A new digital toolkit from the Juvenile Law Center aims to help people build or strengthen youth advocacy programs.
The toolkit provides resources to help organizations collaborate with youth, center their voices and experience, and sustain a youth-led program. The guidance offered is based on lessons learned during the 15-year history of the Juvenile Law Center’s Youth Advocacy Program.
Youth advocacy has become increasingly instrumental in policy reform efforts, Cathy Moffa, senior program manager for the law center’s Youth Advocacy Program, said in a press release announcing the toolkit. The toolkit can serve as a roadmap for professionals working with youth to help ensure they are supported and protected from being retraumatized in the advocacy process.
Juvenile Law Center supports two youth advocacy programs for older teens and young adults who have experience in the child welfare and justice systems. The youth-led groups identify one focus area each year, develop advocacy strategies to address it and craft reform roadmaps. Juvenile Law Center professionals offer support throughout the process and ensure the youth develop the skills to make their advocacy efforts effective.

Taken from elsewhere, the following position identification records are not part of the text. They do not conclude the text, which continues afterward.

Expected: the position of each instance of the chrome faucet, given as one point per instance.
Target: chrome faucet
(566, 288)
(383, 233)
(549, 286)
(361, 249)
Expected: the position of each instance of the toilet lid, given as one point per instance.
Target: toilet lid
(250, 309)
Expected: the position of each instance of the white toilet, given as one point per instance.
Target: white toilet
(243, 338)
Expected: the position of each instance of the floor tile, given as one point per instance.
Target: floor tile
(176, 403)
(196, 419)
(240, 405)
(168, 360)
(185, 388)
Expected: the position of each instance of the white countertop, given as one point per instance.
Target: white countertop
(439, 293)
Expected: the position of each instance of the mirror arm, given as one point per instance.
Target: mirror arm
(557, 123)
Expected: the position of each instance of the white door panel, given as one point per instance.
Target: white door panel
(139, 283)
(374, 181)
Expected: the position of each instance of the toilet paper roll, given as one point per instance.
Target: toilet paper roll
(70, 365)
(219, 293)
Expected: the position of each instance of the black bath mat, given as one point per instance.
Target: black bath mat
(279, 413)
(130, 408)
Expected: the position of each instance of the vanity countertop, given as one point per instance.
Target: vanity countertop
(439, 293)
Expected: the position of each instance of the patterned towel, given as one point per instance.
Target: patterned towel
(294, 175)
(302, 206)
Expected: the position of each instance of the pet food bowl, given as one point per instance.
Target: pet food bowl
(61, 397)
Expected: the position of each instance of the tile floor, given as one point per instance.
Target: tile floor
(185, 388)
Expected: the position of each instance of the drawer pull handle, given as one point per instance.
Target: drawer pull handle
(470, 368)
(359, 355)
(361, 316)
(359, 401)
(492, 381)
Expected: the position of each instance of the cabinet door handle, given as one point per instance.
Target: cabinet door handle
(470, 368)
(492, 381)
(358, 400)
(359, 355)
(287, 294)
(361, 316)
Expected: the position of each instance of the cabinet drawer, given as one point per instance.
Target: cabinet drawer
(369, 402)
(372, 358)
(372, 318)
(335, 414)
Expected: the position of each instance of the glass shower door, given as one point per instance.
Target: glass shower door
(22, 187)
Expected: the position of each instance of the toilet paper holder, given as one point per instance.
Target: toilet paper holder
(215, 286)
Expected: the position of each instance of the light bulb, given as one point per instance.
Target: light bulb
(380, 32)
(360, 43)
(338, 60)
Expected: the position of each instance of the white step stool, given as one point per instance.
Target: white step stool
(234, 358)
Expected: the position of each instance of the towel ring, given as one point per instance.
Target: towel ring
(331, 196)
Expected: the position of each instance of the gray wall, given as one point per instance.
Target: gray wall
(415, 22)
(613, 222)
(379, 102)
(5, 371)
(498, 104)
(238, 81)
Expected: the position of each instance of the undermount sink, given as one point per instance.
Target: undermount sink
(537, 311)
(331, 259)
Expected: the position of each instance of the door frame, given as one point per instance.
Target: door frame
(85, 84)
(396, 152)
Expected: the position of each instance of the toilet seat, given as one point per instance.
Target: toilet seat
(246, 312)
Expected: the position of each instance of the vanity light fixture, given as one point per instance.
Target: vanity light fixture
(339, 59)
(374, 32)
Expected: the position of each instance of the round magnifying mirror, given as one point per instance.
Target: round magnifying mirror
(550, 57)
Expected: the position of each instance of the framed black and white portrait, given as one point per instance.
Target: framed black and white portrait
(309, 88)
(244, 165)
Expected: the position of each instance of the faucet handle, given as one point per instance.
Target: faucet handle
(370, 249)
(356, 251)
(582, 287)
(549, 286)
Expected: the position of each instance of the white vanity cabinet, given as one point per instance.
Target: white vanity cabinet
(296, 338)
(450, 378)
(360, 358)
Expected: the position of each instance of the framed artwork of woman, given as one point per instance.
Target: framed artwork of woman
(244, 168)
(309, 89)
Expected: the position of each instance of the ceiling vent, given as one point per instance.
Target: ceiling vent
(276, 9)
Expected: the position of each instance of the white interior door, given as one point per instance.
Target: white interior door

The toolkit resources include sample policies and protocols that organizations can use to structure a youth advocacy program, such as policies on paying youth for their time and guidelines for conducting check-ins to ensure youth advocates are receiving all the support they need. The toolkit also offers informative anecdotes and reflections from youth sharing their experiences within advocacy groups, and staff experts who are available for questions and interviews.